That's strange - have not seen it
Please post your Prep file so we can see the data and the duplication
It's sensitive data; I can't post the file.
Understand but it is pretty difficult providing any real help without visualizing the the problem
suggest you look at each step in the process to see where the added records are coming from
also see the link below on how to anonymize your data -
I understand. I have just isolated it to the 'Modify Values' step. There are two 'group and replace' actions that are causing the problem. Here are the transformations that are causing the issue:
- Relationship Field
- Original values 'Child' and 'Disabled Dependent' replaced by 'Dependent'.
- Original value 'Main Member' replaced by 'Member'
- Department Field [Note; I've anonymized this data but the patterns -- capitalization, number of letters/words, etc. -- are still valid
- Original values "XXXXX" and "YYYYY" replaced by "AAA"
- Original value "XXXXX XX XXXXX" replaced by "Bbbbb"
- Original values "XXXXXXXX XXXXXXXXX" and "XXX XXXXXXXXX" replaced by "CC/DD"
- Original value "XXXXXXX" replaced by "Xxxxxxx" (same value, just initial caps)
- Original value "YYYYYYY" relaced by "Yyyyyyy" (same value, just initial caps)

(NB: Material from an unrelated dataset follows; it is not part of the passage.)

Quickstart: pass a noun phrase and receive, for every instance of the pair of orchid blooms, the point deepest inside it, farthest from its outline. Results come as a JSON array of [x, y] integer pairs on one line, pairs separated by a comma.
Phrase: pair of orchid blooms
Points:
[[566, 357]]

If I remove those two actions, the duplicates go away.
Does that help? (Appreciate your offer to assist!)
- Relationship Field
The problem is definitely caused by the last two changes in #2 above. In each of those cases, I am replacing a value in all caps with the same value in initial caps. In the output file, the duplicated rows are exactly the same and, for the Department field, it shows the initial caps value for both records.

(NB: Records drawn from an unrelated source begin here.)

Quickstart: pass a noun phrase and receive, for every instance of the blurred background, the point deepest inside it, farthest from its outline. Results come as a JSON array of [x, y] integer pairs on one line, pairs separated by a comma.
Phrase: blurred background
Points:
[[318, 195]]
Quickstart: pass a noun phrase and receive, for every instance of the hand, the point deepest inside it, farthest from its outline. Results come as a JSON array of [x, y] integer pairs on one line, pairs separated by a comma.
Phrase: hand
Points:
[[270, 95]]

That was how I had replaced the value "XXXXXXX" with "Xxxxxxx" and "YYYYYYY" with "Yyyyyyy". The problem is that Prep is duplicating all of the records that are affected by that change. In the output file, it is showing the new value for both of the records. I don't see any reason why Prep would create duplicates based on those edits, especially since the duplicated records are 100% identical.

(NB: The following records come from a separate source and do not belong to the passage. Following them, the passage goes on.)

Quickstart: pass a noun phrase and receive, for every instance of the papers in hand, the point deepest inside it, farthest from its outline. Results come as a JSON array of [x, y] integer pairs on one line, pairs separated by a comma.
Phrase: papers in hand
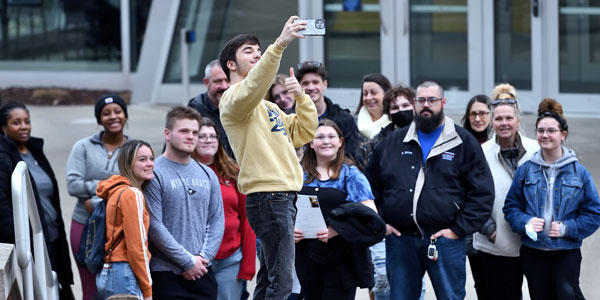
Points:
[[309, 218]]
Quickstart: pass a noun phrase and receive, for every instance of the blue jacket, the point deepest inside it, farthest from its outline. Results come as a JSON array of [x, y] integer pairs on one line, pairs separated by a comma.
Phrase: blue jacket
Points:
[[575, 202]]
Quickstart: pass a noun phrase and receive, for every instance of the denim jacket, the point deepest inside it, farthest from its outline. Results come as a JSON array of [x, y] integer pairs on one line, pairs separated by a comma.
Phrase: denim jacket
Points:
[[575, 202]]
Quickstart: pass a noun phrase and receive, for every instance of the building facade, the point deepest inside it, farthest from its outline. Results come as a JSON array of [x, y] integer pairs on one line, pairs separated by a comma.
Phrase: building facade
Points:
[[545, 48]]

I don't see the same thing
You are aware that Perp will sample data on large files - not necessarily every record as shown in my simple example?
If this posts assists in resolving the question, please mark it helpful or as the 'correct answer' if it resolves the question. This will help other users find the same answer/resolution. Thank you.
I believe the issue has to do with changing a value that is in all caps to the exact same value in initial caps (e.g., changing "GROUP" to "Group"). Sampling is not an issue. When I export the output to CSV and look at it in Excel, it's clear that every record affected by the change from all caps to initial caps is duplicated, and only those records are duplicated.
Well you can test that easy enough = just change them all to Group1 and see wht happens
Seems to be a bug. I've raised a support ticket.